The expectations of visitors with a passion for photography are a bit different. Those visitors also want to see these species, but they also want them to pose well, in a natural way, with no visible artificial elements or signs of human presence. They also hope to be relatively close. Achieving that perfect photograph brings great satisfaction.
Bird watching is an experience that touches all of our senses and leaves behind many benefits. When walking through the forest or waiting on a balcony for the arrival of the birds, we see the forest carefully. We notice its shapes, its colors, its lights, and its shadows. We breathe silently so as not to scare the birds, and in that slow inhale we detect the smells of the forest, the freshness of the air. The sounds of the birds are as important as their movements, and many times those sounds are what help us to find the birds. For connoisseurs, it is a way of triumphantly confirming the species that we have found. Rarely do we touch a bird—if so, it is because we are rescuing them from a window or from a predator—but in the process of looking for them, we touch the forest, its trees, its land. Birding also has a taste, because there is no birder who does not pack his favorite snack. When we go out to look for a species, we don’t know how long we might be standing still, or walking slowly through the forest. At some point, we will have to accept the pause and fill our stomachs.

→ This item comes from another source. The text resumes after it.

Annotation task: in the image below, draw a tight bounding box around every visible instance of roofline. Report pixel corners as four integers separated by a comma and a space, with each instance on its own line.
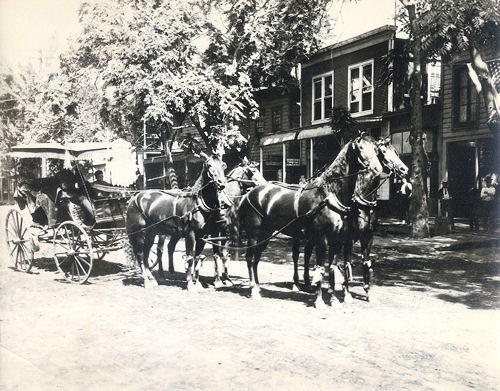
301, 25, 397, 68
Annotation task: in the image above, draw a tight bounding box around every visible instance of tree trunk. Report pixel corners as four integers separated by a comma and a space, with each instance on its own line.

If you have never experienced bird watching, now is the time to do it, because it is an almost meditative practice. Unless it becomes a challenge or an obsession, it is also very relaxing.
Stories created under the “Directory 506” byline are a joint effort between the editorial team of El Colectivo 506 and the entrepreneurs and organizations that participate in our national directory of rural tourism. This report was created thanks to the comments of Margherita Bottazi of the Posada Rural Monserrat in Coronado, San José. For more information about Directory 506, send a WhatsApp message to 8506-1506 or email us at: [email protected].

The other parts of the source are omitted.